The human body comprises about 50 trillion to 100 trillion cells.
These cells form the basic units of life and combine to create more complex tissues and organs.
Genes form a blueprint for protein production within each cell that determines how the cell will function.
Genes also determine physical characteristics or traits. The complete set of about 20,000 to 25,000 genes is called the genome.
Most cells have a similar basic structure. An outer layer, called the cell membrane, contains a cytoplasm fluid.
Within the cytoplasm are many specialized “little organs” called organelles. The most important is the nucleus, which controls the cell and houses genetic material in chromosome structures.
Chromosomes carry hereditary genetic information in long strands of DNA called genes.

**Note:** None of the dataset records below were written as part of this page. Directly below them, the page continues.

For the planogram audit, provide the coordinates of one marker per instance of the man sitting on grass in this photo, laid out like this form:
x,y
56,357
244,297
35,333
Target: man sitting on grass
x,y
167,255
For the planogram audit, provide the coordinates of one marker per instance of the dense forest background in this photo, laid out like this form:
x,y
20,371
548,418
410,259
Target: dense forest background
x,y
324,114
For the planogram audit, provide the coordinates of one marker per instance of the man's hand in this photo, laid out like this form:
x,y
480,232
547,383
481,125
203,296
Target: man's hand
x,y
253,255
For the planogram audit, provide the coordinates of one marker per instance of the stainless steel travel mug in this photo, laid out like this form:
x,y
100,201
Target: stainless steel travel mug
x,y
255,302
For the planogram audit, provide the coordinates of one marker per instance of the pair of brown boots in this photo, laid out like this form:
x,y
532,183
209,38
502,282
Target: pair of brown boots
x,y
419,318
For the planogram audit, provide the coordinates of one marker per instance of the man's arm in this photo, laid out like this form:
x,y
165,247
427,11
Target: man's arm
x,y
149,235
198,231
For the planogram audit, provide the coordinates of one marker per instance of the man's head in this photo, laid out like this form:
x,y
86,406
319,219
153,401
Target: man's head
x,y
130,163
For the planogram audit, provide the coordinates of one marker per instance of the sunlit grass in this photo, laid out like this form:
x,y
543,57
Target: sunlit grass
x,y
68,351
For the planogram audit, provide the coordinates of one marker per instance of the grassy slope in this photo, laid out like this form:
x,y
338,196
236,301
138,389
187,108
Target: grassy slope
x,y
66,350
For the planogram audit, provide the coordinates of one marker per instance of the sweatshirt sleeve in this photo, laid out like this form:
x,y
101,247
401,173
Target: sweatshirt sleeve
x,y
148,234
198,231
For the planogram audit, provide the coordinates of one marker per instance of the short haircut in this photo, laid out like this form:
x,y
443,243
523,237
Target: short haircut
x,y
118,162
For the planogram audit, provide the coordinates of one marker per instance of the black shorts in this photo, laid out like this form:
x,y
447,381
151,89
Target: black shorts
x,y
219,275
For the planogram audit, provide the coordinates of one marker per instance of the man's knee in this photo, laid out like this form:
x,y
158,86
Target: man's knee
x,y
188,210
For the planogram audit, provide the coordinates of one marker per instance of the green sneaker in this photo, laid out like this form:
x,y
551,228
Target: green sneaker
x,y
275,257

Humans have 22 autosomal chromosomes and a single pair of sex chromosomes: XX in women and XY in men. Each chromosome pair includes one inherited from the father and one from the mother.
For most of the human genome, we receive half of our genes from our father and a half from our mother.
Each half represents a random combination of DNA passed down to our ancestors.
This recombination process makes it difficult to study the lines of descent because it creates a genetic mix of everyone that has come before.
Fortunately for anthropological geneticists, parts of the genome are passed on continuously from parent to child.
In these segments, the genetic code varies only through occasional mutations – random misspellings in the long sequence of letters that make up our DNA.
Random “copy errors” along the long orthographic sequence of base pairs of a genome are called mutations.
Mutations are random changes in an individual’s DNA sequence, which rarely occur in each new generation.
During reproduction, the DNA double helix of each cell separates into two unique strands. Individual threads are duplicated for the next generation, but the process is not always perfect.
As genetic markers are inherited, they are passed down from generation to generation, forming a complex history that can be traced back in time.
In the Y chromosome DNA, it is passed from father to son, and mitochondrial DNA is passed from mother to daughter.
Genetic information can be traced through time to an individual’s ancestors, and the ancestor can be identified by performing a herdogram.
It is also called genealogy, pedigree, or genealogical tree and can be used to determine the occurrence of a pattern of transmission of a characteristic.
Divergent branches of the genealogical tree, or hologram, can be traced to the “nodes” in the tree, where a unit divides in two directions (Father, mother) and so on.
Herdograms are diagrams that describe the biological relationships within a family and represent the transmission mechanism of the characteristics of the genome.
In other words, diagrams represent kinship relationships where each individual is represented by a symbol.
Through herdograms, it is easier to identify the types of genetic inheritance and the chances of a person having a hereditary characteristic or disease.
The purpose of a hologram is to have an easy-to-read graph that shows a particular characteristic or the presence of a genetic disorder in an individual.
It can be used for characteristics like having loose earlobes or genetic disorders like color blindness, Huntington’s disease, and other genetic factors.
Symbology of a hologram
The herdogram is a representation, made using an agreed symbology, of the kinship relationships between individuals.
We can develop a hologram from some pretty simple rules and knowledge of the system of representation of individuals.
To assemble a hologram, specific symbols represent the family genealogy. That is the kinship relationships and the characteristics present in the family.
Symbology includes using a square for males, a circle for females, and a rhombus for individuals of the anonymous sex.
The filled symbol represents the individual who exhibits the characteristic, while the empty symbol represents the individual who does not have the characteristics.
A diagonal line over the symbol (empty or filled) represents that the individual has passed away.
A line joining a pair of individuals represents the marriage between unrelated individuals. In contrast, the use of two lines indicates that the marriage is consanguineous (between related individuals, that is, between any relative).
A dotted line represents an extra-conjugal (extramarital) relationship, and a diagonal line on the marriage line represents divorce.
Children generated from weddings (any relationship) are represented by a line derived from the marriage line.
Specific representations for twins, miscarriages, and prenatal death are present in the symbology.
Identical twins highlighted in red rectangles in the figure above are of particular interest to genetics, as it is an unusual situation, discordant monozygotic twins.
Despite sharing the same genetic material, the pair disagrees in one or more characteristics, which is generally linked to mutations in one of the team members.
The information generated by a herdogram
The first thing to notice on a herdogram is whether the inheritance is recessive or dominant.
It is necessary to observe if couples with the same characteristics have different children.
In this way, it is enough to perceive that the characteristics not present in a child are determined by recessive genes.
Basically, from a deeper interpretation, the genotype of all the representatives can be inferred, and the premises followed, from the moment in which it was identified what type of character is dominant or recessive if it is linked to sex and the probability that they appear—genetic characteristics in the next generations.